No café da manhã, a bisnaga de mel na mesa desperta minha atenção ainda turva pelo sono. Ah, o mel! Esse alimento, produzido naturalmente pelas abelhas e roubado pelos humanos desde tempos muito antigos, concentra propriedades nutricionais e curativas tão maravilhosas quanto seu próprio processo de produção. Mel, própolis, geleia real, cera... Abelhas são insetos utilíssimos, pelo que criam em suas colmeias. E são ainda mais vitais pelo que fazem na busca do néctar das flores, quando levam o pólen de uma flor a outra, promovendo a polinização e a posterior frutificação. Pois é, um bom mel de flor de laranjeira deixa em seu rastro a própria existência da laranja. Pode haver inseto mais adorável?
Aperto a bisnaga de mel sobre uma fatia de pão. Cheiro bom, gosto melhor ainda. O rótulo fala de uma tradição familiar de mais de 80 anos. Várias gerações envolvidas no cultivo do mel e, vale dizer, sustentadas pelas abelhas. O mundo consome mel há milênios. No Brasil, o Rio Grande do Sul é um destacado produtor. Junto com a bergamota, o mel compõe o dourado solar presente em bancas de beira de estrada e feiras, justamente quando o Sol se enfraquece pelas brumas do inverno. Não somente os gaúchos, todos os humanos mundo afora deveriam agradecer todo dia às abelhas, tê-las como sagradas.
O mel já estava em minha mente, embora latente, até ser despertado no café pela bisnaga na mesa. É que, dias atrás, fui surpreendido por um motorista de aplicativo que começou a cantarolar, acompanhado o som quase inaudível do rádio, a canção Mel, do repertório de Maria Bathânia. Parecendo feliz, ele sussurrava: “Ó abelha rainha / Faz de mim / Um instrumento de teu prazer / Sim, e de tua tua glória”. Quando identifiquei a canção, tive ganas de interagir, por também gostar da música, mas, principalmente, por aquela pequena epifania de ver um motorista, de quem esperamos certa distância supostamente respeitosa, entregar-se a uma cantoria discreta ao volante. Mas me calei. A cena era deliciosa demais para eu interferir.
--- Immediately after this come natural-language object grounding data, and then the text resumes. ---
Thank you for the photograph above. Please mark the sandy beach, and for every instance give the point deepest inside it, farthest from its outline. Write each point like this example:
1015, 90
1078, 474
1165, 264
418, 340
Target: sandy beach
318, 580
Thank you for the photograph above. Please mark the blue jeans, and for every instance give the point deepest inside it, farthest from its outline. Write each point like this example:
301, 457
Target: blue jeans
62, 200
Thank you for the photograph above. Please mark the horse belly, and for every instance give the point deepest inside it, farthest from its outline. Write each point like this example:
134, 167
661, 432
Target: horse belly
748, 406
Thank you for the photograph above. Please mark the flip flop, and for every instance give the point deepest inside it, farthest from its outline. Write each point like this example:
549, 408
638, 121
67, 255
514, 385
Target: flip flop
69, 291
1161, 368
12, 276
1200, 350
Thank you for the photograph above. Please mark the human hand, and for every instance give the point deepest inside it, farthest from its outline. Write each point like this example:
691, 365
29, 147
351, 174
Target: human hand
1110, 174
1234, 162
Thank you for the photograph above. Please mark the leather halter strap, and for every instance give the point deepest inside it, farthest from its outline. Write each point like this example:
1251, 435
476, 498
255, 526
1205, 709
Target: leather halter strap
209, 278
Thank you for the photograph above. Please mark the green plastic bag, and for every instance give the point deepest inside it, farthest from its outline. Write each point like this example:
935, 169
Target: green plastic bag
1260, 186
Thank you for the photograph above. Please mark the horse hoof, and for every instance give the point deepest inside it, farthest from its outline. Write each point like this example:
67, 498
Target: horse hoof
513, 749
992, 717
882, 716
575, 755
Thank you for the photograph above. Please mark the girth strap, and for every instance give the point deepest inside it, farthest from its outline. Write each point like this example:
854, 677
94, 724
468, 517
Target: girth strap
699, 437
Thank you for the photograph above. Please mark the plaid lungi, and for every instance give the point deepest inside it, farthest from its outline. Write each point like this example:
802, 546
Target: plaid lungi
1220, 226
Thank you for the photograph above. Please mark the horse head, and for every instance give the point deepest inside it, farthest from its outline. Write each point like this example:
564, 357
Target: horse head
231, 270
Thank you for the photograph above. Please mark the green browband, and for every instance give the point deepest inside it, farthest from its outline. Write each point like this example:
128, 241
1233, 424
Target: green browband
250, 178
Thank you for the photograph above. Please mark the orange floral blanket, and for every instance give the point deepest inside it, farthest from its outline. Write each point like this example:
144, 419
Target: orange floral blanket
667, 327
Quando desci do carro, fiz questão de acrescentar uma gorjeta ao homem que adoçou e iluminou, em dose pequena mas potente, a minha manhã. Ele nem ficou sabendo, mas eu, sim, sabia do que recebera. Devo ter cantarolado Mel naquele dia, nos momentos de distração: “Pois se é noite de completa escuridão / Provo do favo do teu mel / Cavo a direta claridade do céu / E agarro o Sol com a mão”. A letra exalta a própria Bethânia, a quem o poeta Waly Salomão dedicou tais versos, musicados pelo leonino Caetano Veloso. É uma canção solar, como o mel, associado a Leão. Contudo, numa colmeia, tirando o papel centralizador e único da abelha rainha, a população quase toda será operária, encarregada de fazer funcionar perfeitamente o sistema inteiro. E aqui entra a energia do signo de Virgem.
Enquanto mastigo outra fatia de pão com mel, encerro meu rito alimentar matinal pensando nas abelhas operárias e, destas, passo para essa gente toda que carrega nas costas o doce da vida, sem que sequer provem dele. Penso no motorista de aplicativo e nas novas e precárias relações de trabalho. Penso na reinante ênfase nos resultados a desprezar as etapas vitais de produção, como se o suprassumo do lucro apagasse os andaimes que o sustentam. E penso no tão noticiado desaparecimento das abelhas. Porque não vai faltar somente o mel na mesa — vão faltar frutas, vai faltar vida. Lavo a louça, agarrado à doce esperança de ver a razão se derramar sobre a humanidade.